O presidente do Senado Federal, Rodrigo Pacheco (DEM-MG), deu início hoje (13) à sessão para discutir a abertura da CPI da Pandemia. É o primeiro passo para a instalação da comissão, que vai investigar possíveis omissões do governo federal no combate à Covid-19.

A abertura da comissão acontece após decisão liminar do ministro do Supremo Tribunal Federal (STF) Luís Roberto Barroso. A criação da CPI havia sido requerida por parlamentares, mas não havia sido encaminhada pela presidência da Casa.

Após a decisão de Barroso, senadores governistas e o presidente Jair Bolsonaro passaram a defender que prefeitos e governadores também devem ser alvo da comissão. Nesta terça, a Secretaria-Geral do Senado disse que o regimento interno da Casa impede que os senadores investiguem a conduta de estados e municípios em uma CPI.

Partidos começam a definir integrantes de CPI da Pandemia

Antes mesmo da criação da CPI da Pandemia, os partidos intensificaram reuniões ao longo desta terça-feira para definir as indicações ao colegiado, que será formado por 11 membros titulares e 7 suplentes. Entre os cotados, o MDB, que possui a maior bancada da Casa, busca protagonismo ao tentar conquistar a presidência ou relatoria da Comissão Parlamentar de Inquérito. A composição ainda não foi oficialmente definida e as siglas trabalham com previsões.
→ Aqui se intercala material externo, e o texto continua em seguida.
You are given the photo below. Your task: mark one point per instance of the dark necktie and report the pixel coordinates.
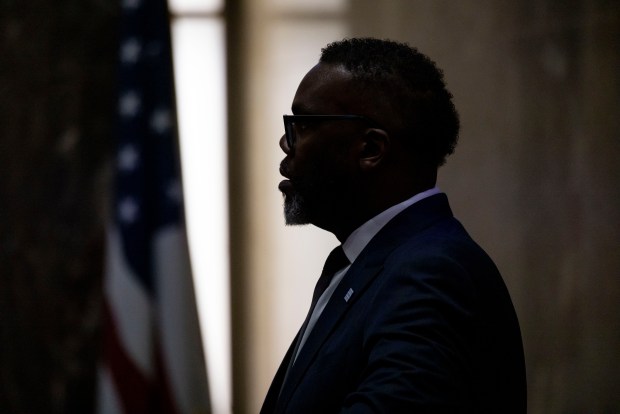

Os emedebistas devem indicar o líder da bancada, Eduardo Braga (AM), que é de um dos estados mais afetados pela crise, e o senador Renan Calheiros (AL), crítico ao governo, para duas vagas titulares. O senador Jarbas Vasconcelos (PE), por sua vez, deve ficar com uma suplência.

O PSD, que possui a segunda maior bancada da Casa, deve indicar o oposicionista Otto Alencar (BA) para uma das vagas titulares, assim como o senador Omar Aziz, que poderá ser outro representante do Amazonas no colegiado.

No PSDB, o escolhido deve ser o senador Tasso Jereissati (CE), outro crítico ao governo Jair Bolsonaro, enquanto o governista Izalci Lucas (DF) deve ficar como suplente. Parte do mesmo bloco dos tucanos, o Podemos pretende indicar o senador Eduardo Girão (CE) para vaga titular, que é autor de outro pedido de CPI com escopo mais amplo, e Marcos Do Val para a suplência.

O regimento do Senado não prevê um prazo máximo para as indicações, mas existem precedentes para que o presidente da Casa force as indicações. Segundo pessoas próximas a Pacheco, ele deve estabelecer um período de até dez dias.